On the other hand, search paths might really make a difference. If I have two completely different implementations of "Foundation", and I choose between them with search paths, it's possible that UIKit's swiftinterface will behave differently in each case. (Imagine a typealias that's Int64 in one version and Double in the other.) So we probably want some notion of which dependencies went into building a cached swiftmodule, but maybe that's just a path and not the timestamp or contents.

That said, we do want to maximize sharing of cached swiftmodules, so we don't just want to hash the search paths up front. We only want to count two swiftmodules as different if the different search paths actually resulted in finding different things.
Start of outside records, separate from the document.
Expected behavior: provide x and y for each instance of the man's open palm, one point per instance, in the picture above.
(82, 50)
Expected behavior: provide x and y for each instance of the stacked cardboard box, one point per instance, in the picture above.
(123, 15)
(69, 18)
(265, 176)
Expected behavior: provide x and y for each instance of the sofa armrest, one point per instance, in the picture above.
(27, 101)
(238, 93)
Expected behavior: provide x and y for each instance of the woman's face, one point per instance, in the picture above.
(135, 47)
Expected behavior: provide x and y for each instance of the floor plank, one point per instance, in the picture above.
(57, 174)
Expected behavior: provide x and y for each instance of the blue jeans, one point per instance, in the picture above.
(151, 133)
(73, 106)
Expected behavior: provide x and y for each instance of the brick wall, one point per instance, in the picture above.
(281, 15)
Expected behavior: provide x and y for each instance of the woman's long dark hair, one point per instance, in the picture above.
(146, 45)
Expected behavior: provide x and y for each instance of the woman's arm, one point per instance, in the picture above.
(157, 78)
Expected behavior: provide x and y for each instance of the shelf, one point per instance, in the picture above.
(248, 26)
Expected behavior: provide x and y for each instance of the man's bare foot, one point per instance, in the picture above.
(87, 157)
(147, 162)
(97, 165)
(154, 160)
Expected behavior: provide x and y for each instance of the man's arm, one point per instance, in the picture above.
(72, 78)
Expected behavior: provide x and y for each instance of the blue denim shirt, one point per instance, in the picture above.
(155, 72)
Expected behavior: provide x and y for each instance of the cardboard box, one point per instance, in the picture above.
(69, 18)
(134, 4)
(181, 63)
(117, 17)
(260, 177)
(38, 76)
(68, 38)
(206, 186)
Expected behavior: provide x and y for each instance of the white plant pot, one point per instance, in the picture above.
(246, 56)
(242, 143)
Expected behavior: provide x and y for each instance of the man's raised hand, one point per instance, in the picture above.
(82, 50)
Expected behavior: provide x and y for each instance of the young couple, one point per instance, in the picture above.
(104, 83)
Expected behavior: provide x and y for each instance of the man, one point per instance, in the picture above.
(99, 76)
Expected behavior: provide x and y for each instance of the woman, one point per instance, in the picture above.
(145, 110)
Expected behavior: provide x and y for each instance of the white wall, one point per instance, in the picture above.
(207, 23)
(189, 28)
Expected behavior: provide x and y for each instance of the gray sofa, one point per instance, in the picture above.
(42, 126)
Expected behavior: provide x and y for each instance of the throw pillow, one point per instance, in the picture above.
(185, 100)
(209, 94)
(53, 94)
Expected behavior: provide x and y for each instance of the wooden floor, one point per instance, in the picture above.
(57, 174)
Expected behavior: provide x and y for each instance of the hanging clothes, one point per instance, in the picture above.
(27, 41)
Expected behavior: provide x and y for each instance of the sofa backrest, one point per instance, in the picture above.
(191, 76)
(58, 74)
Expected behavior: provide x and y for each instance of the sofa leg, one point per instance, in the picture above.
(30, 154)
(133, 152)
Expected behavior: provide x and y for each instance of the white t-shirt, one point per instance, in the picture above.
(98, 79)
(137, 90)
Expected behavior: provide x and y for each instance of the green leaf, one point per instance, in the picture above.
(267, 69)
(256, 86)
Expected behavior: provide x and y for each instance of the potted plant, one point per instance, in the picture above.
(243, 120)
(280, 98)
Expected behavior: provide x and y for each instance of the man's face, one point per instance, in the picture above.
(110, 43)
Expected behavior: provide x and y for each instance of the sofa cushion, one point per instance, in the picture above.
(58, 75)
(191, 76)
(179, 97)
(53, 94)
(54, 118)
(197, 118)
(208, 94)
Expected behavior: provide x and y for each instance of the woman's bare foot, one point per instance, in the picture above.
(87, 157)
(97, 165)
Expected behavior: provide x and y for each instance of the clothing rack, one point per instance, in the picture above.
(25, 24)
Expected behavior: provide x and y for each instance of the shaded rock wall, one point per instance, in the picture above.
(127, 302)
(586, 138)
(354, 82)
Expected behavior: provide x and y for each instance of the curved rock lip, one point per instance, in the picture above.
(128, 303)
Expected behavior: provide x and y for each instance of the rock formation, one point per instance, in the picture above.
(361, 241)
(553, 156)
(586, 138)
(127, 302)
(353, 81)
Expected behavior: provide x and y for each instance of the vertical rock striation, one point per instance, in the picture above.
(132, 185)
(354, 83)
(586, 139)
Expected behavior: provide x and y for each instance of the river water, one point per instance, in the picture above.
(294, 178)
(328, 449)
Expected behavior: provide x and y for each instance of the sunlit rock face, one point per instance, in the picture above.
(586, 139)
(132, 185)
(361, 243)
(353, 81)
(Other settings are tricky. If they're mirrored down from the calling context, they probably have to go into either the cache key or the up-to-date check. "ExtraClangImporterArgs" is especially tricky since some modules can't be loaded without providing some macro or another, but it also contains a bunch of things like header maps when using Xcode, and that would destroy all sharing. We might just have to mirror that one down but pretend it doesn't affect the contents of the dependencies.)

Okay, I'm sure I've left things out but I've also written a ton, so I'm going to leave off here.

P.S. Even with all this, though, we still need recovery logic in loading swiftmodule files, because we have many ways to change the way imported declarations look: the active Swift version, the deployment target, even random macros being set. None of these things are guaranteed to be consistent across the various imported Swift modules; they're set by the client for the current compilation context.